The New York Times Company plans to continue its slow advance into the realm of higher education, teaming with with the University of Southern California this fall to offer continuing-education programs in an effort to tap a growing market of adults looking to pick up new skills.
The new programs will comprise sequences of online courses taught by USC faculty through the Times Company’s online learning platform. While the programs will not count toward any degree, they represent the media company’s first foray into multicourse online sequences intended to confer a coherent body of knowledge. And that is yet another step toward full-fledged degree programs, which are coming, according to Felice Nudelman, the company’s executive director of education.
The Times Company, which has seen its annual revenues fall by about 30 percent in the last five years, has waded into the waters of higher education more deliberately than some of its peers—most notably the Washington Post Company, which now pays for its journalism operations largely off the back of Kaplan Inc., one of the country’s largest degree-granting enterprises.
To the extent that credentials are what many online learners want for their money, the Times Company’s new collaboration with USC represents a step backward from the certificate programs it is undertaking with institutions such as Fairleigh Dickinson University and Ball State University.
But Nudelman says the Times believes there is also a market for lifelong learners who are willing to pay to learn for learning’s sake. USC already runs face-to-face, noncredit continuing education courses that it says are profitable. The idea would be for the Times Company to help USC increase the scale of those programs by offering them online, while bolstering them by letting instructors draw on the New York Timesarchive and occasionally tap Times journalists for guest lectures.
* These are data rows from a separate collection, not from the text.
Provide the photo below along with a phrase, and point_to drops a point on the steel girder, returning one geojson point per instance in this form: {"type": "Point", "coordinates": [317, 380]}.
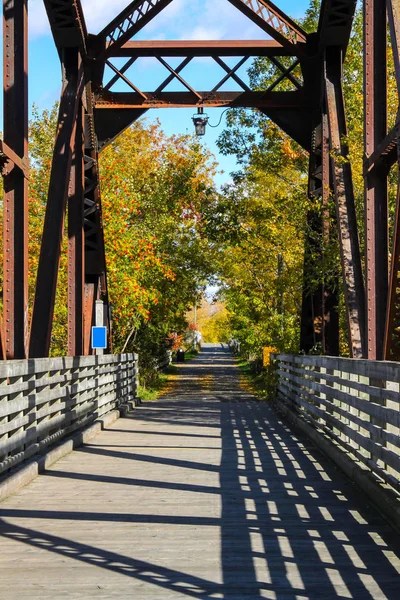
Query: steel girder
{"type": "Point", "coordinates": [14, 163]}
{"type": "Point", "coordinates": [89, 121]}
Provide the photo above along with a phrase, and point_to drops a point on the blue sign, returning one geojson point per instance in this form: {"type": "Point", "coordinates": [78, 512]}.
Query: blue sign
{"type": "Point", "coordinates": [99, 338]}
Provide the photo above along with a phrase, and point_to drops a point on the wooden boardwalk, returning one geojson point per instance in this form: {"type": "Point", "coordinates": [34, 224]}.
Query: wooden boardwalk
{"type": "Point", "coordinates": [206, 494]}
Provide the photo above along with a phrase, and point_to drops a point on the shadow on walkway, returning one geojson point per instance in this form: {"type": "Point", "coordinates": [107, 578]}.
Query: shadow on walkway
{"type": "Point", "coordinates": [290, 525]}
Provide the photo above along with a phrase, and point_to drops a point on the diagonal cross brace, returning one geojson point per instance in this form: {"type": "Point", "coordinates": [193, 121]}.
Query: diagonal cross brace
{"type": "Point", "coordinates": [272, 20]}
{"type": "Point", "coordinates": [129, 22]}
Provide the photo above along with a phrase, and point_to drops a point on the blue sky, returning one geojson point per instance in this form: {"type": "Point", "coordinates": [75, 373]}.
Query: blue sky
{"type": "Point", "coordinates": [182, 19]}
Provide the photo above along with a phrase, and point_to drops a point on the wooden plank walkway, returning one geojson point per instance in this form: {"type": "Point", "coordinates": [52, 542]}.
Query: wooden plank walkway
{"type": "Point", "coordinates": [206, 494]}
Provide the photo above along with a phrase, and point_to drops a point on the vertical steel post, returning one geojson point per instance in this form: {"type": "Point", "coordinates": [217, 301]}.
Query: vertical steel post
{"type": "Point", "coordinates": [46, 282]}
{"type": "Point", "coordinates": [345, 207]}
{"type": "Point", "coordinates": [15, 231]}
{"type": "Point", "coordinates": [88, 316]}
{"type": "Point", "coordinates": [376, 200]}
{"type": "Point", "coordinates": [330, 334]}
{"type": "Point", "coordinates": [76, 279]}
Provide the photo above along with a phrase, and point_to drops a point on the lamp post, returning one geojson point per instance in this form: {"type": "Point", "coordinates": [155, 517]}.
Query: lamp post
{"type": "Point", "coordinates": [200, 121]}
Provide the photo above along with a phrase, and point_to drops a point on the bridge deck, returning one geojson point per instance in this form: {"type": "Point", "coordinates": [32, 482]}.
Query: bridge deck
{"type": "Point", "coordinates": [203, 494]}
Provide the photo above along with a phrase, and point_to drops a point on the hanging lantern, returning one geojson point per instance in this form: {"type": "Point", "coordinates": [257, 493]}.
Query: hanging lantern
{"type": "Point", "coordinates": [200, 121]}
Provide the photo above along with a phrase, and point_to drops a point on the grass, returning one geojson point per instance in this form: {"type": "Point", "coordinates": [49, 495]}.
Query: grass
{"type": "Point", "coordinates": [255, 383]}
{"type": "Point", "coordinates": [159, 386]}
{"type": "Point", "coordinates": [190, 355]}
{"type": "Point", "coordinates": [164, 382]}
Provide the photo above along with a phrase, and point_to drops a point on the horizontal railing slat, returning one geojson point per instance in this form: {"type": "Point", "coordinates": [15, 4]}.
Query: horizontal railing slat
{"type": "Point", "coordinates": [41, 400]}
{"type": "Point", "coordinates": [355, 402]}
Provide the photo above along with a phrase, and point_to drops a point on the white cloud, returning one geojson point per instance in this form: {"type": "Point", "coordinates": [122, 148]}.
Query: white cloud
{"type": "Point", "coordinates": [182, 19]}
{"type": "Point", "coordinates": [38, 21]}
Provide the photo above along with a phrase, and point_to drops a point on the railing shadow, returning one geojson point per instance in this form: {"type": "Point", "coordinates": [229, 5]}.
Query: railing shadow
{"type": "Point", "coordinates": [291, 526]}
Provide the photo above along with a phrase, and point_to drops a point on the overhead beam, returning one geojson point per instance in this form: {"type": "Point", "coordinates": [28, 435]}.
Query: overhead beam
{"type": "Point", "coordinates": [128, 23]}
{"type": "Point", "coordinates": [127, 100]}
{"type": "Point", "coordinates": [272, 20]}
{"type": "Point", "coordinates": [335, 23]}
{"type": "Point", "coordinates": [205, 48]}
{"type": "Point", "coordinates": [67, 24]}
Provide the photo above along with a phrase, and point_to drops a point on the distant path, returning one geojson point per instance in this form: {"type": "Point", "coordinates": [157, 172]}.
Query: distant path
{"type": "Point", "coordinates": [202, 494]}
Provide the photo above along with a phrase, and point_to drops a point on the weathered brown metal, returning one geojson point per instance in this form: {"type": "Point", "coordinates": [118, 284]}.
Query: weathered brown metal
{"type": "Point", "coordinates": [296, 99]}
{"type": "Point", "coordinates": [90, 295]}
{"type": "Point", "coordinates": [320, 57]}
{"type": "Point", "coordinates": [376, 192]}
{"type": "Point", "coordinates": [205, 48]}
{"type": "Point", "coordinates": [76, 259]}
{"type": "Point", "coordinates": [67, 24]}
{"type": "Point", "coordinates": [335, 23]}
{"type": "Point", "coordinates": [128, 23]}
{"type": "Point", "coordinates": [43, 308]}
{"type": "Point", "coordinates": [393, 11]}
{"type": "Point", "coordinates": [15, 203]}
{"type": "Point", "coordinates": [345, 207]}
{"type": "Point", "coordinates": [271, 19]}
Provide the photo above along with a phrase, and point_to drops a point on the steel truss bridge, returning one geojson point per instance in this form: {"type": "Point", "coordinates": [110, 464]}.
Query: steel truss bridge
{"type": "Point", "coordinates": [92, 115]}
{"type": "Point", "coordinates": [205, 493]}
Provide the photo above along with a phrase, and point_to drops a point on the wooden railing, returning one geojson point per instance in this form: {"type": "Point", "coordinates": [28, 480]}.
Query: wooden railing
{"type": "Point", "coordinates": [43, 400]}
{"type": "Point", "coordinates": [356, 403]}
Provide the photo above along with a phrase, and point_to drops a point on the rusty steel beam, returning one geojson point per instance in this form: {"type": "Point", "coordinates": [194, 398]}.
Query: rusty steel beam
{"type": "Point", "coordinates": [385, 154]}
{"type": "Point", "coordinates": [127, 24]}
{"type": "Point", "coordinates": [335, 23]}
{"type": "Point", "coordinates": [376, 190]}
{"type": "Point", "coordinates": [112, 122]}
{"type": "Point", "coordinates": [15, 208]}
{"type": "Point", "coordinates": [392, 329]}
{"type": "Point", "coordinates": [393, 11]}
{"type": "Point", "coordinates": [345, 207]}
{"type": "Point", "coordinates": [272, 20]}
{"type": "Point", "coordinates": [198, 48]}
{"type": "Point", "coordinates": [127, 100]}
{"type": "Point", "coordinates": [67, 24]}
{"type": "Point", "coordinates": [46, 282]}
{"type": "Point", "coordinates": [76, 259]}
{"type": "Point", "coordinates": [90, 295]}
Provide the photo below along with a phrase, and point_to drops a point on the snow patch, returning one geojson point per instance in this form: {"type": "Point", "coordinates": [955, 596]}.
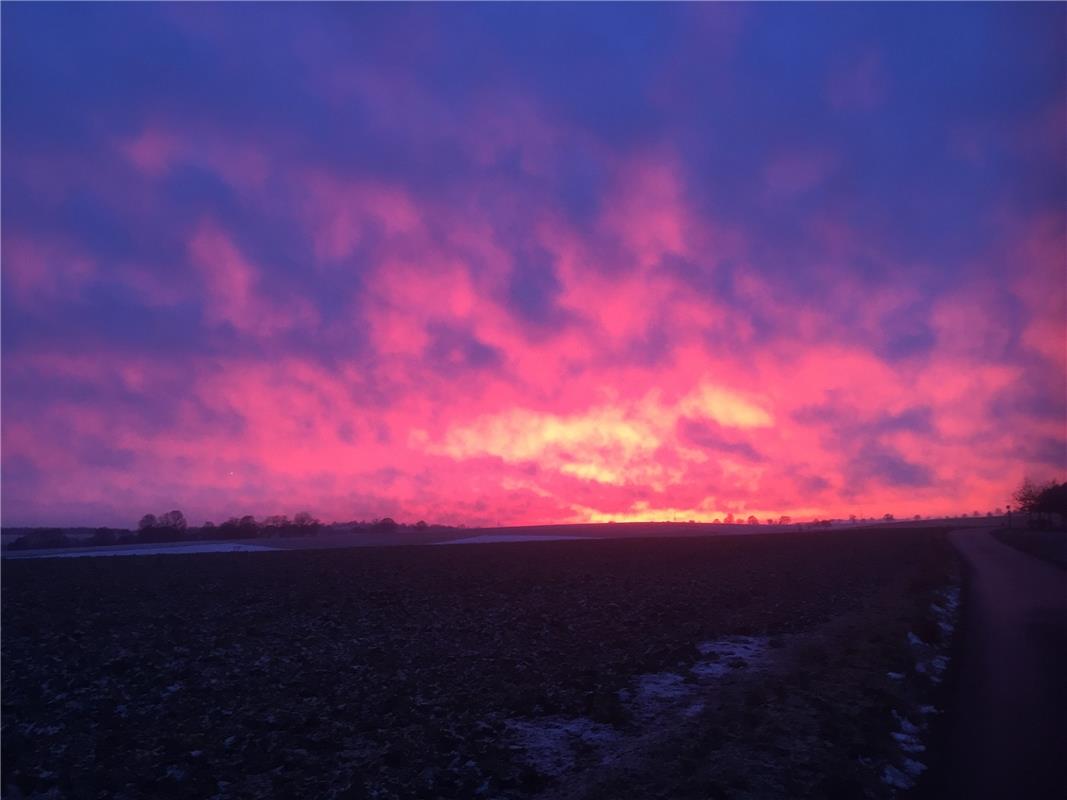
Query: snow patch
{"type": "Point", "coordinates": [731, 653]}
{"type": "Point", "coordinates": [550, 744]}
{"type": "Point", "coordinates": [173, 549]}
{"type": "Point", "coordinates": [658, 689]}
There will be seven programs and 40 courses total in the NYT/USC partnership. The programs are in architecture, arts and culture, cinematic arts, global health, American politics, business and leadership, and executive education in business. There will also be a program in journalism aimed at high school students. But for the most part, the programs are tailored toward students “probably in their mid-20s through late 50s,” says Eileen Kohan, executive director of continuing education at USC. The length and price vary by course, but most last about four weeks and cost between $195 and $275, she says. Courses commence October 13.